Steven Deeks, professor of medicine at the University of California, San Francisco, who studies long-haul Covid, thinks this particular cohort of patients “are likely to have an answer to the fundamental riddle” of the condition.

There are different “buckets of symptoms”, says Deeks, which researchers are trying to delineate, looking at hospitalised and non-hospitalised patients, for example. The next step is to analyse the different symptom clusters, which span from heart and lung issues to neurological problems to hormone complications. “Long Covid is a catch-all term for multiple mechanisms,” says Deeks.

“We will begin to see from the studies what the biology at play is: some patients will have regular tissue damage, some patients will suffer from an inflammatory disease and some may have had an autoimmune reaction,” he says.

Symptom clusters span from heart and lung issues to neurological problems and hormone complications © Ernesto Benavides/AFP via Getty Images

Whether the vaccines protect against long Covid, given the “breakthrough” infections seen among those who have been double jabbed, is also being explored. “As Covid becomes endemic, this becomes the most important question of all,” adds Deeks.

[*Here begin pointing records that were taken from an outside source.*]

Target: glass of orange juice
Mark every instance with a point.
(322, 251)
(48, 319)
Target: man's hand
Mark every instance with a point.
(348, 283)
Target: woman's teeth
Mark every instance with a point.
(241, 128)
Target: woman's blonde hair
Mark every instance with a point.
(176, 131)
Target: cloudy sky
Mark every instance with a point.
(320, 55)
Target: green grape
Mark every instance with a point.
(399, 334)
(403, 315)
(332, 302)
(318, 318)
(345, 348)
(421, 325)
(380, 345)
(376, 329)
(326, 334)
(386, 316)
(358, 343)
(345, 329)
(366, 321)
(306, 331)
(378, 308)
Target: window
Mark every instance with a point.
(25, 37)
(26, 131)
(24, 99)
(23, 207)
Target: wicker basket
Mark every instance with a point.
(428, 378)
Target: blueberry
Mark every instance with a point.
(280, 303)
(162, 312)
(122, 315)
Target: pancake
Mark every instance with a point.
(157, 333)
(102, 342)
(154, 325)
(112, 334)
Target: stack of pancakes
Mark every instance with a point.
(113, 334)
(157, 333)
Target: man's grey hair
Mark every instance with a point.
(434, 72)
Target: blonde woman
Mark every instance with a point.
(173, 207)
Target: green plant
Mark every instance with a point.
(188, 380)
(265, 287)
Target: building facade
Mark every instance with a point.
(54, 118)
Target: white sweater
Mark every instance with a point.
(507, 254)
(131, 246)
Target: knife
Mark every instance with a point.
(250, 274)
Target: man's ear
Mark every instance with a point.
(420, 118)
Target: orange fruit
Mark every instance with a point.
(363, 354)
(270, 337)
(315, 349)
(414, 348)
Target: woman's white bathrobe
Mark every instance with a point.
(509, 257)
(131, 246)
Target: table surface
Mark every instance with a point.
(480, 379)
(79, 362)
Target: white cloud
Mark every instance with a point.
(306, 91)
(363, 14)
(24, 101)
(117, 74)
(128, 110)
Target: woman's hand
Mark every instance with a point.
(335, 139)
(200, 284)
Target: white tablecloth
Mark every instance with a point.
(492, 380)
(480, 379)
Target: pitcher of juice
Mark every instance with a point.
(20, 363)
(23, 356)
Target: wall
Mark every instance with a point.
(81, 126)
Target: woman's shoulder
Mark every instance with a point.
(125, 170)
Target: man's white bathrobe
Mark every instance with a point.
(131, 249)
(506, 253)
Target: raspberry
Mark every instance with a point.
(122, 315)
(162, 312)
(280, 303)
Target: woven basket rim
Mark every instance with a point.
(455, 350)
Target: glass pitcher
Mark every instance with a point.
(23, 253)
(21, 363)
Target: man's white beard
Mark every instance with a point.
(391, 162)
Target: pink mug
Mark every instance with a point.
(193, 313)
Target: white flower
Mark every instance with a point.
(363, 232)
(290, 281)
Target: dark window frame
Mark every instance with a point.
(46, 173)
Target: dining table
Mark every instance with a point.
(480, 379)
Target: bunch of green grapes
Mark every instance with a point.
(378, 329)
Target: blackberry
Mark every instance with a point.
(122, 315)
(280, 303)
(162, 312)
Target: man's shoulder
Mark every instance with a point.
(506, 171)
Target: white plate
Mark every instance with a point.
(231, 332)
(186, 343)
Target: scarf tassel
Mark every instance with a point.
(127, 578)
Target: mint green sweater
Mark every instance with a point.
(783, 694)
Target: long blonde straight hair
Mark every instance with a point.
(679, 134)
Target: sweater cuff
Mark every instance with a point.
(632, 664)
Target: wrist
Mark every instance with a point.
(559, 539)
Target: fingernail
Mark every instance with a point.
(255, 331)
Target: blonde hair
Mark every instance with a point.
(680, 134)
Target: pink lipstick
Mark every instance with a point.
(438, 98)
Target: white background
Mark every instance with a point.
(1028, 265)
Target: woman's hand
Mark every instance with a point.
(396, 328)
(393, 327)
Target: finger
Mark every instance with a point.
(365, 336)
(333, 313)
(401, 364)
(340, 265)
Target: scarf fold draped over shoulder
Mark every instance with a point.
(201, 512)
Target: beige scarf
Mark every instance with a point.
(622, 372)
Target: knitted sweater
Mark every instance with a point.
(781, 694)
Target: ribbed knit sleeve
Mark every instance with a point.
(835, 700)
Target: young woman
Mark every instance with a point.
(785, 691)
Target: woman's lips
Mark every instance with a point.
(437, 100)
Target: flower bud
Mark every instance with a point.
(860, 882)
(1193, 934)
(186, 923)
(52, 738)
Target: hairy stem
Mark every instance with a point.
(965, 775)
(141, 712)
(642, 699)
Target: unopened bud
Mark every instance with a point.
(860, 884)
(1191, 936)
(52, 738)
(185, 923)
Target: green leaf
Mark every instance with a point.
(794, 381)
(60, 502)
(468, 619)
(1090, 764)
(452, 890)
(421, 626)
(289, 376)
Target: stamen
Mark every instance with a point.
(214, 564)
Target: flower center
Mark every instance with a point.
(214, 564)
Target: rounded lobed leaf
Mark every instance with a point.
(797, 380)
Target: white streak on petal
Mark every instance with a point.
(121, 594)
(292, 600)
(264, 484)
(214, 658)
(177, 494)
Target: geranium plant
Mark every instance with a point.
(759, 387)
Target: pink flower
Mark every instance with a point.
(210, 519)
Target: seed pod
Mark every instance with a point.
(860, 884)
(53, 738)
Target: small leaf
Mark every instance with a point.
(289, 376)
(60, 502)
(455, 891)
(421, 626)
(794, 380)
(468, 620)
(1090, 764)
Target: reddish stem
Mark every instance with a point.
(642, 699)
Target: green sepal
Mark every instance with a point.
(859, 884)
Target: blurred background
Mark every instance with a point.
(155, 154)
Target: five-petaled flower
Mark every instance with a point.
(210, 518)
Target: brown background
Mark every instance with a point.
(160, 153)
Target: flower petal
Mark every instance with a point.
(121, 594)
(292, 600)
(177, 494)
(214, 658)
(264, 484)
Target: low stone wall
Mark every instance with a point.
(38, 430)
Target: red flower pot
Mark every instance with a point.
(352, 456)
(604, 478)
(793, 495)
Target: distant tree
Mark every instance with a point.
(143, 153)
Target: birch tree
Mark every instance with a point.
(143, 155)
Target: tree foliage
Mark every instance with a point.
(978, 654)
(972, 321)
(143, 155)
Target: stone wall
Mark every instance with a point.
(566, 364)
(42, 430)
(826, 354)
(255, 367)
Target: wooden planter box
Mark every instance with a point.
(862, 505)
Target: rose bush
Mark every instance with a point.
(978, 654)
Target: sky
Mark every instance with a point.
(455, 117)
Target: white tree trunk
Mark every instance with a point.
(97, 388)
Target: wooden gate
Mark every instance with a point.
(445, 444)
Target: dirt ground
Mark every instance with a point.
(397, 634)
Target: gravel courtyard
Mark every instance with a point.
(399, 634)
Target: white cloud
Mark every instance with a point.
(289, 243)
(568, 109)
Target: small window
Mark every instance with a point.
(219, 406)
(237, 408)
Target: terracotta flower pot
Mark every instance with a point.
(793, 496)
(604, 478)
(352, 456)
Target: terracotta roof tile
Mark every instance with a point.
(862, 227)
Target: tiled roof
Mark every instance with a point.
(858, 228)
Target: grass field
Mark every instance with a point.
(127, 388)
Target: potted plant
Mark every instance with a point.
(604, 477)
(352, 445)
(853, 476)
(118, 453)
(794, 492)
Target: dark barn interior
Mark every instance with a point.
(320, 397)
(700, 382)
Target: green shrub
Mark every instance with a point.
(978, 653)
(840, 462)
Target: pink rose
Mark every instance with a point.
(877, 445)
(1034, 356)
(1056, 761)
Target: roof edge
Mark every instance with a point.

In a recent positive development, the team behind the UK’s Zoe Covid tracker app found that the odds of a fully vaccinated person who falls ill with Covid facing persistent symptoms for longer than four weeks were cut in half. Between December 2020 and July this year, only 5 per cent of 592 double-jabbed people with Covid had symptoms after four weeks, compared with 11 per cent among 2,762 unvaccinated individuals who tested positive.

‘There does seem to be some breakthroughs, but obviously these things take time, and by the time that trickles down to patients, you wonder how long it will be’ — Amy Durant © Perry Gibson, for the FT

Researchers are also probing whether vaccination may provide a cure for long Covid. Anecdotal accounts suggest about 30 per cent of sufferers experience an improvement in symptoms after being vaccinated, while about 15 per cent see their symptoms worsen, according to Akiko Iwasaki, a professor of immunobiology at Yale School of Medicine.

“The vaccine generates robust antibody and memory T-cell immunity against the spike protein so, if that’s changing the symptoms of long Covid, we can get a better sense of how to help people,” Iwasaki explains — adding that her team and others are “working around the clock” to understand the pathology of long Covid.

For Durant and the millions of long Covid sufferers globally, whose symptoms have refused to clear up, a solution cannot come soon enough.

“There does seem to be some breakthroughs, but obviously these things take time,” says Durant, “and by the time that trickles down to patients, you wonder how long it will be.”